You will identify travel plans, loans, and money transfers, and out-of-the-ordinary on-line shopping acquisitions.
Chance messages, the ones out of the usual family and friends traffic, will be to you of especial interest.
What about the human side of the services, the one that gets the most public display and thus attention? At any given time here you and your colleagues will have under surveillance around 100 persons of interest.
But what type of person should you be? Ideally you should be at heart much the same as your signals interception colleagues. A mixture of the nerd and the curious. Your eye should constantly be on the look out for non-standard behaviour, or evidence of it.

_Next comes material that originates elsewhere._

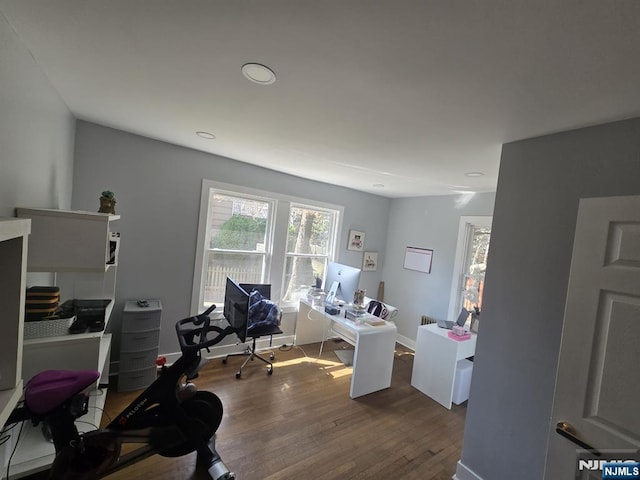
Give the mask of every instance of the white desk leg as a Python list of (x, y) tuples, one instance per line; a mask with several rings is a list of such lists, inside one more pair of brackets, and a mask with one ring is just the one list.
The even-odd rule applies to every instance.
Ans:
[(395, 346), (395, 330), (359, 333), (353, 354), (353, 372), (349, 392), (351, 398), (391, 386)]
[(446, 338), (420, 329), (416, 345), (411, 385), (450, 409), (458, 361), (457, 346)]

You will be well paid, and so living in the more genteel suburbs. Let us say now that you visit for example your local supermarket and see there on the community noticeboard among church and Rotary communiques a message from this or that friendship group of the more zealous category soliciting interest from locals.
What do you do? In your case, you start by being suspicious.
Fashionable people with their access to the mainstream media want you to feel guilty. To make you believe that you are focussed on the poor and the disadvantaged. Those, as they see them, who are merely seeking to strike back at their oppressors.
You will know though that the present extremist danger also has solid roots in the ideologically-prone middle class.
You understand that in today’s era of re-tribalisation that New Zealand’s determined and manifest secularism is in itself a challenge to religious resurgence.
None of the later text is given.